Drought, land reform processes, high farm prices take a toll
The over-inflated price of agricultural land is also to blame for its “very poor” state.
“The agricultural sector in KZN is currently in a state of flux for a number of reasons,” says Dr Thulasizwe Mkhabela, president of the Agricultural Economics Association of South Africa.
“The province has just come out of one the worst droughts. Ironically, we have recorded one of the highest maize crops which has dampened the price of maize, and silos are reportedly full of stock.”
Overall he says the sector has seen a decline in productivity in a number of commodities and products, and has had to import them from other parts of the country.
Adding to woes is the land reform process, which sees farms transferred to new land owners either as restitution or via the Proactive Land Acquisition Scheme in which land is purchased, owned by the state, and then leased to black farmers for 30 years.
“Land reform is one of the major factors affecting the performance of the sector in KZN and the country as a whole. It is not necessarily that the programme is problematic and undesirable, but the implementation process and the uncertainties it creates can be.
“The selection of land reform beneficiaries, the lengthy process of acquiring land, and limited support are often cited as the Achilles’ tendons,” Mkhabela says.
Another problem is that agricultural land on the market is overpriced as farmers seek prices that are higher than the market average and the production potential. Financial institutions are therefore reluctant to finance such purchases as these higher-than-market prices make the transactions too risky, he says.

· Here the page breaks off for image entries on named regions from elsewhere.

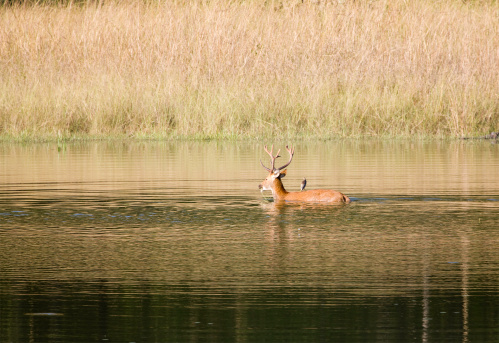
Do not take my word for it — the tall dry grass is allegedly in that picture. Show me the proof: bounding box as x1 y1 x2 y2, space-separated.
0 0 499 138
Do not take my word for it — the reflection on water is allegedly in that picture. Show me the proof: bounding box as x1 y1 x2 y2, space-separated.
0 141 499 342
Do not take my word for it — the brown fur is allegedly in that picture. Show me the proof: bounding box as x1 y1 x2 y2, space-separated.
258 170 350 203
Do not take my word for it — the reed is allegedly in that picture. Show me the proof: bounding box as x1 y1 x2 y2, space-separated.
0 0 499 138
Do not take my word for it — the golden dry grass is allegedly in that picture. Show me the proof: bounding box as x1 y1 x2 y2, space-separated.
0 0 499 138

As an example, Dave Rigby, owner of KZN Farm Sales, says a farm in Dargle was recently on the market for R6.4million, but was eventually sold at auction for R3.8m.
“Farmers are asking for 50% to 100% more than the actual value or production value of the land. For this reason the only people able to buy are big companies that already own farms.”

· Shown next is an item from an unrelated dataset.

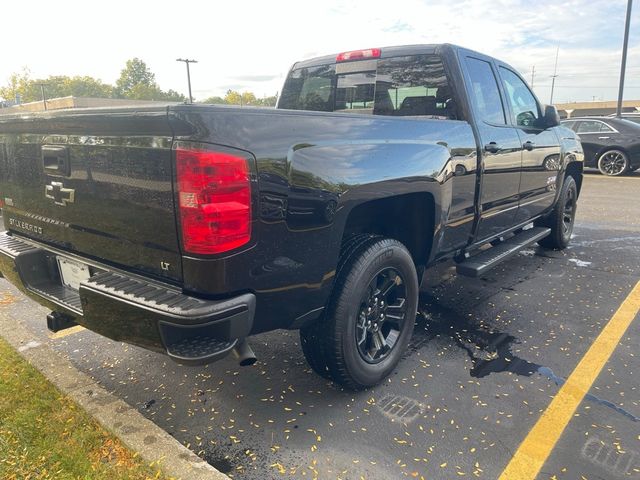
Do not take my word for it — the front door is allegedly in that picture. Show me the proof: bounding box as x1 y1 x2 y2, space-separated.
464 54 522 240
498 65 560 223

Rigby says this means an entry-level dairy farmer will need a minimum of R30m to buy such a farm, although the average amount needed is closer to R50m or R60m. Banks will only finance these purchases if there is “double security”.
“If the amount needed is R20m, they want R40m in security from the buyer.”
These factors, in addition to the drought, are why Rigby says the agricultural property market is “very poor at the moment”.
Also, productive and useable land with irrigation rights is at a premium at the moment as “you just cannot find any”, he says.
“The land left in Agricultural Land is between 20% and 25%, and even that is very difficult to obtain. Commercial agriculture is squeezed into a very tight corner.
“About 50% of KZN land is under control of the Ingonyama Trust, and of the balance, big companies own about 15%. Then there are also game reserves. I wouldn’t be surprised if only 20% of land in KZN is still farmed.”
Furthermore, the land reform process has seen “highly productive land” reduced to “wasteland”, he says.
The conversion of “sometimes prime agricultural land” for residential and industrial use has, according to Mkhabela, also led to a “distorted agricultural property market”.
“The private sector has been leading in the conversion of agricultural land into high-end lifestyle residential areas in an attempt to increase value of their investment and their land.
“Large agricultural/agribusinesses have been converting their farmland to other uses at an alarming rate. This is more evident along the coastal areas of KZN where sugarcane farms are converted into industrial and residential land.”
Mkhabela believes the KZN agricultural sector should “be more vocal” against this conversion by relying on legislation which gives the Department of Agriculture the right of first refusal when issues of converting agricultural land are considered.